La vérité, condition sine qua non d’une réconciliation satisfaisante

Une reconnaissance qui ne s’accompagne pourtant pas des investigations que réclament les familles. “Nous, tout ce qu’on veut, c’est que l’État nous laisse faire notre travail et chercher la vérité. On a le matériel nécessaire pour enquêter nous-mêmes, mais pas l’autorisation de l’État”, témoigne Nassera Dutour. L’association SOS Disparu(e)s a, d’ailleurs, constitué quelques 5 400 dossiers de disparus, en préparation d’une Commission Vérité que l’association appelle de ses vœux. “On parlerait de ces crimes, ils seraient reconnus publiquement. Ça ne ramènerait pas les morts, mais ça permettrait de comprendre comment on en est arrivé là”, explique Nassera Dutour.

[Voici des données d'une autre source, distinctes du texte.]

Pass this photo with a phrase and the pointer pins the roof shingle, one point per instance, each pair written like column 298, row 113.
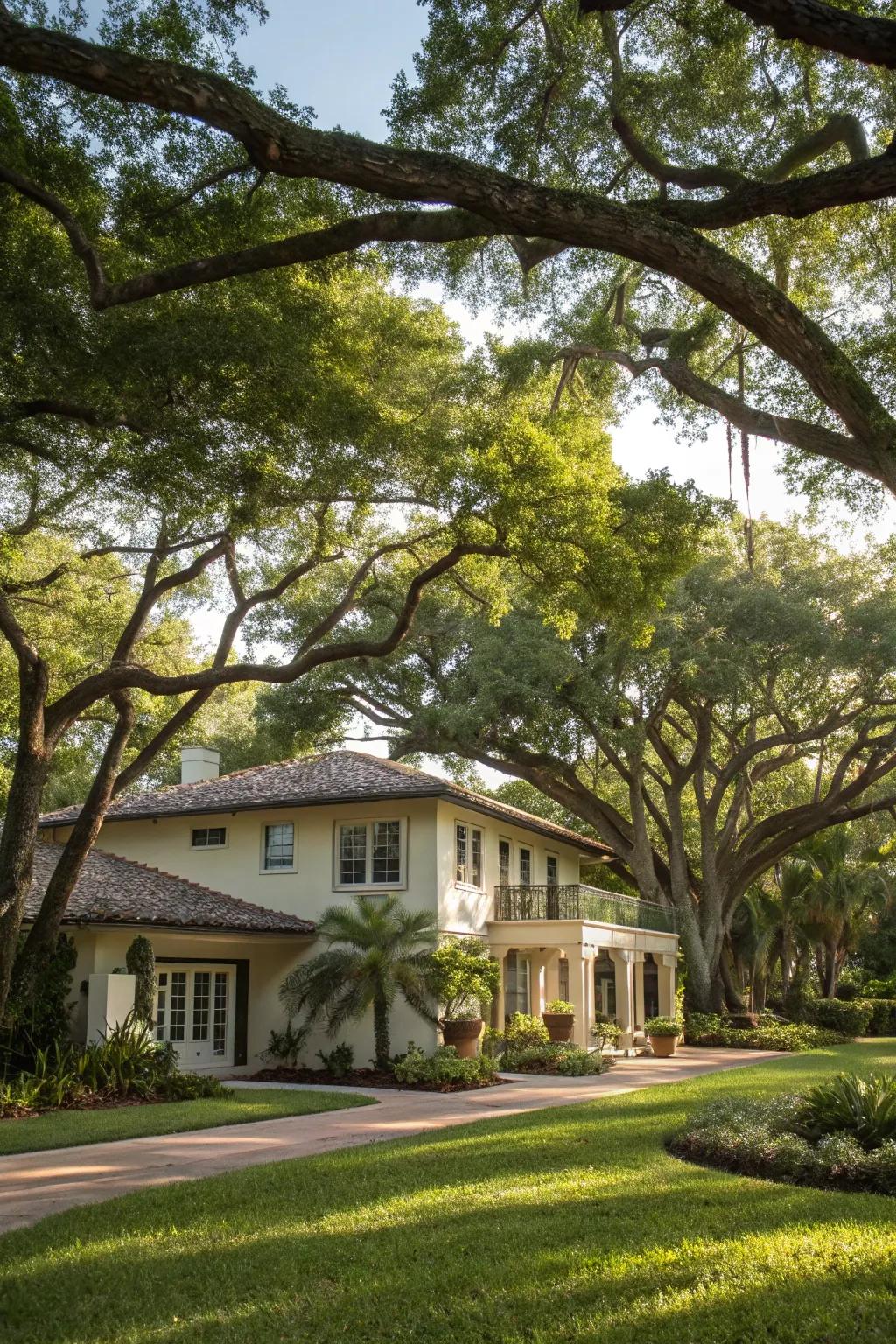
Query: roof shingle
column 332, row 777
column 113, row 890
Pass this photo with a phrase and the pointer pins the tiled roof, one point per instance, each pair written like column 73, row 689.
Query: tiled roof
column 113, row 890
column 335, row 777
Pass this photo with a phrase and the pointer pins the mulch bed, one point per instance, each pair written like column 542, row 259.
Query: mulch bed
column 92, row 1102
column 360, row 1078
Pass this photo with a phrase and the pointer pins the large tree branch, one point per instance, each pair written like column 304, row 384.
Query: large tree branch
column 783, row 429
column 817, row 24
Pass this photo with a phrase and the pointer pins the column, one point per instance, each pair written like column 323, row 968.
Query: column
column 624, row 964
column 667, row 982
column 579, row 993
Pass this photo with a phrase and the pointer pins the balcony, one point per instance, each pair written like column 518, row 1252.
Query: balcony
column 580, row 902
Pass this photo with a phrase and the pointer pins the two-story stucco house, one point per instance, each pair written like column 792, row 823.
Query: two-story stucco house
column 226, row 875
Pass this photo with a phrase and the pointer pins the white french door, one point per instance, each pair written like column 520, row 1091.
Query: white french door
column 195, row 1012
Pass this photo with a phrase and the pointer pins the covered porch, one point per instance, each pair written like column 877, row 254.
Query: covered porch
column 601, row 952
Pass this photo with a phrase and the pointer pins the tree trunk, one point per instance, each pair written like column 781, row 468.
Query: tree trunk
column 45, row 932
column 382, row 1047
column 23, row 810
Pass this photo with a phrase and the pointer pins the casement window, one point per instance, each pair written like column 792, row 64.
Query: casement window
column 208, row 837
column 369, row 854
column 278, row 852
column 506, row 874
column 468, row 855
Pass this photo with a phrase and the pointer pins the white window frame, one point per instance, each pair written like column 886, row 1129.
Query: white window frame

Sur le modèle des commissions mises en place en Amérique latine, une Commission Vérité aurait pour mission d’enquêter sur les disparitions et de permettre aux victimes de s’exprimer.

Mais l’établissement d’une Commission Vérité nécessite la reconnaissance officielle de l’État qu’elle concerne – même si la Commission est indépendante et autonome. Or, l’État algérien refuse catégoriquement la mise en place d’une telle commission.

“La création d’une Commission Vérité nécessite que plusieurs conditions, à la fois politiques et techniques, soient réunies”, explique le juriste Madjid Benchikh, invité de la table ronde. “Tant qu’il y aura un système politique qui arrive à faire taire les familles et empêchera la société civile de se développer, il est impossible de créer une Commission Vérité indépendante à même de reconnaître officiellement ce qui est arrivé aux victimes”, développe ce professeur de droit.

Face au blocage des autorités algériennes, l’association SOS Disparu(e)s parie sur la collaboration avec des organisations internationales de défense des droits de l’Homme, telles que la Fédération internationale des ligues des droits de l’Homme (FIDH) ou Amnesty International. Preuve que le combat des familles de disparus préoccupe ces associations, la présidente d’Amnesty International Algérie était présente à la table ronde de ce lundi.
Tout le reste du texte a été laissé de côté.